I
La india Juliana hojea, absorta, el libro que el capitán Juan de Salazar de Espinoza, su señor, le ha dejado sobre la mesa. Sus ojos se llenan con el deslumbrante color de los grabados y con las imágenes que se despliegan en el papel. Nunca había visto estos colores tan intensos, que no se encuentran en la selva ni en el cielo, ni estas formas humanas tan nítidamente dibujadas, ni hubiera pensado que existían sobre la tierra objetos tan extraños y bellos como los que están ante sus ojos.
Los grabados, surgidos de la mano de un artista exquisito, describen amplias habitaciones con pesadas cortinas bordadas, altos muebles de madera tallada y vitrinas en las que reposan, al abrigo del polvo, porcelanas y cristales de las mejores fábricas de Europa. Hay manos pálidas y venosas que sostienen copas cinceladas, y delicados pies descalzos que caminan sobre gruesas alfombras. En los dedos de los personajes refulgen los anillos, cuyas piedras reflejan la luz ambigua de las habitaciones. Arden las velas en los candelabros de bronce, definiendo zonas de luces y sombras para resaltar gestos, caras o expresiones.
Un guerrero sombrío, inmóvil en su busto de mármol rosa, clava sobre Juliana una mirada verdosa que parece seguirla cuando ella cambia de posición. La salvaje barba rizada cae desordenadamente sobre la coraza. Ella se estremece, porque le aterra este hombre que puede mirarla tan fijamente, aún después de haber sido despojado de la mitad de su cuerpo. No la inquieta menos una mujer que se despereza sobre una cama con dosel y colgaduras, en el centro de una alcoba que recibe, filtrados, los débiles rayos de un crepúsculo rojizo.
Sobre una mesa redonda, un botellón de cristal facetado todavía conserva la mitad del vino. Lo rodean varias copas. De una de ellas, volcada, escapa una lengua de líquido oscuro. Sobre el tapete carmesí brilla la hoja de una daga. Hay también un desparramo de barajas españolas y monedas de oro. En otra página, se ve una larga galería, iluminada por cuatro arañas. Los numerosos espejos de los dos muros enfrentados multiplican los cuerpos desnudos de una pareja de adolescentes negros. Todavía conservan, sobre las cabezas, los turbantes con los colores de su clan.

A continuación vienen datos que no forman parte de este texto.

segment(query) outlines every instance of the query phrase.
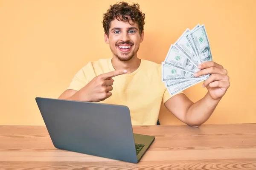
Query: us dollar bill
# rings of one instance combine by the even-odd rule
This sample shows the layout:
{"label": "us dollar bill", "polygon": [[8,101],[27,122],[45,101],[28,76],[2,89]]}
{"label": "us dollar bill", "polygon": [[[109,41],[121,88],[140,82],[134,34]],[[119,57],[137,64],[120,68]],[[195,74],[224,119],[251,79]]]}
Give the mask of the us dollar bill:
{"label": "us dollar bill", "polygon": [[[191,31],[189,34],[200,62],[203,63],[212,61],[210,44],[204,25],[203,24],[197,29]],[[189,38],[187,39],[189,40]]]}
{"label": "us dollar bill", "polygon": [[164,61],[164,64],[194,74],[199,71],[176,46],[172,45]]}
{"label": "us dollar bill", "polygon": [[184,82],[188,82],[191,80],[191,79],[182,79],[177,80],[169,80],[166,82],[164,82],[164,83],[166,88],[168,88],[169,87],[178,84],[181,84]]}
{"label": "us dollar bill", "polygon": [[163,82],[199,78],[200,77],[195,77],[192,73],[171,65],[164,64],[164,62],[162,62],[162,81]]}
{"label": "us dollar bill", "polygon": [[196,63],[195,63],[197,65],[201,64],[201,62],[200,61],[200,60],[199,60],[198,57],[198,55],[196,54],[196,52],[195,51],[195,46],[193,44],[193,42],[192,41],[192,38],[191,37],[191,36],[190,35],[190,34],[189,34],[189,33],[191,33],[191,32],[192,32],[192,31],[193,31],[196,30],[198,28],[199,28],[200,26],[200,25],[199,24],[198,24],[198,25],[196,25],[196,26],[195,26],[195,27],[194,27],[193,28],[193,29],[192,29],[192,30],[191,30],[191,31],[189,31],[189,34],[187,34],[187,35],[186,36],[186,38],[188,40],[188,41],[189,42],[189,45],[190,45],[190,46],[191,46],[191,48],[192,48],[192,49],[193,49],[193,51],[194,51],[194,54],[195,54],[195,56],[194,56],[194,57],[197,57],[197,62],[196,62]]}
{"label": "us dollar bill", "polygon": [[189,29],[187,28],[174,45],[185,54],[194,65],[197,66],[199,64],[198,57],[193,50],[193,47],[191,46],[186,37],[190,31]]}
{"label": "us dollar bill", "polygon": [[201,79],[196,79],[189,81],[186,82],[183,82],[181,84],[171,86],[167,88],[168,91],[171,96],[177,94],[195,85],[196,85],[201,82],[205,80],[206,78],[202,78]]}

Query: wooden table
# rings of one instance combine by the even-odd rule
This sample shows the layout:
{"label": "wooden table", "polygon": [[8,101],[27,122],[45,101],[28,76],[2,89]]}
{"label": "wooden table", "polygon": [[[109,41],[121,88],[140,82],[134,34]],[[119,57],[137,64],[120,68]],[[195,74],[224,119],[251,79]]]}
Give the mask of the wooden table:
{"label": "wooden table", "polygon": [[138,164],[56,149],[44,126],[0,126],[0,169],[256,170],[256,124],[133,129],[156,136]]}

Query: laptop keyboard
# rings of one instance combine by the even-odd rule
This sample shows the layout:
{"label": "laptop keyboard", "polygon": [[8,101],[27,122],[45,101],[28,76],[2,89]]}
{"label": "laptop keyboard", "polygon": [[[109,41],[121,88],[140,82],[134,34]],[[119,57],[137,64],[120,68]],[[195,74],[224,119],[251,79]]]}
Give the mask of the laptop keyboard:
{"label": "laptop keyboard", "polygon": [[137,153],[137,155],[138,155],[144,146],[145,145],[144,144],[135,144],[135,148],[136,148],[136,153]]}

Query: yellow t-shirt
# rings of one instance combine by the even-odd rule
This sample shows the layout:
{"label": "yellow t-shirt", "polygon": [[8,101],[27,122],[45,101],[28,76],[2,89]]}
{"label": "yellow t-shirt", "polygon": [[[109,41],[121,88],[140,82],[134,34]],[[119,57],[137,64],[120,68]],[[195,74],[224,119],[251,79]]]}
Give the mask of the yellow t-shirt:
{"label": "yellow t-shirt", "polygon": [[[78,91],[96,76],[114,71],[111,60],[89,62],[75,75],[67,89]],[[112,96],[99,102],[128,107],[132,125],[156,125],[161,102],[172,97],[161,77],[160,64],[141,59],[133,72],[113,77]]]}

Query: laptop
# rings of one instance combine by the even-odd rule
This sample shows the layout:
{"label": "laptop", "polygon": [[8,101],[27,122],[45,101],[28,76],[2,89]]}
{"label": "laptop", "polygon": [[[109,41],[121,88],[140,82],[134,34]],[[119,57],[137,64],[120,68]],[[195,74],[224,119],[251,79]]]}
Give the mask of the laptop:
{"label": "laptop", "polygon": [[137,163],[155,136],[133,133],[123,105],[36,97],[54,147]]}

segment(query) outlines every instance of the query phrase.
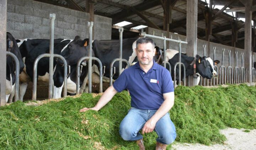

Juliana desliza los dedos sobre las imágenes coloridas, como para cerciorarse de que todavía se encuentran allí, y sus oídos se llenan con el chasquido de las hojas. Aquí están la furia llameante del rojo, la lividez traidora de la plata y las engañosas profundidades del azul. Y, también, otras tonalidades que ella nunca pensó que existieran: el dorado espléndido de las monedas, que sólo había visto en las escamas del combativo pirajú, el enorme pez de los ríos paraguayos; la transparencia -si es que esta es un color- de los jarrones, que permite ver, pero deformados, los objetos que se hallan detrás; la negrura siniestra de un taburete de ébano con cuatro patas que terminan en otras tantas zarpas de león; la blancura enfermiza de unos dados de marfil que caen de un cubilete empuñado por una mano enguantada. Y el rosa, ah, el rosa, que tiñe las mejillas y palidece al llegar a los vientres y a los muslos.
¡Cómo la atraen los colores y los dibujos! Pero -ella ya lo sabe- estos no bastan. Para saber lo que ocurre en este mundo fantástico y lujoso, Juliana debe leer los epígrafes que describen lugares y situaciones. Pese a toda su fascinación, las imágenes requieren de la docta explicación del texto que las acompaña. Es la palabra escrita la que desvanece las ambigüedades y fija con exactitud el sentido de las escenas. Por eso, es preciso aprender este idioma endiablado y silencioso, escondido en los oscuros signos de la tipografía. Con este libro que aviva su imaginación, Juliana está aprendiendo a leer. Con él está penetrando los primeros secretos del castellano; con él encuentra el significado que esconden estos diminutos trazados tan parecidos a arañas esquivas sobre la superficie del papel.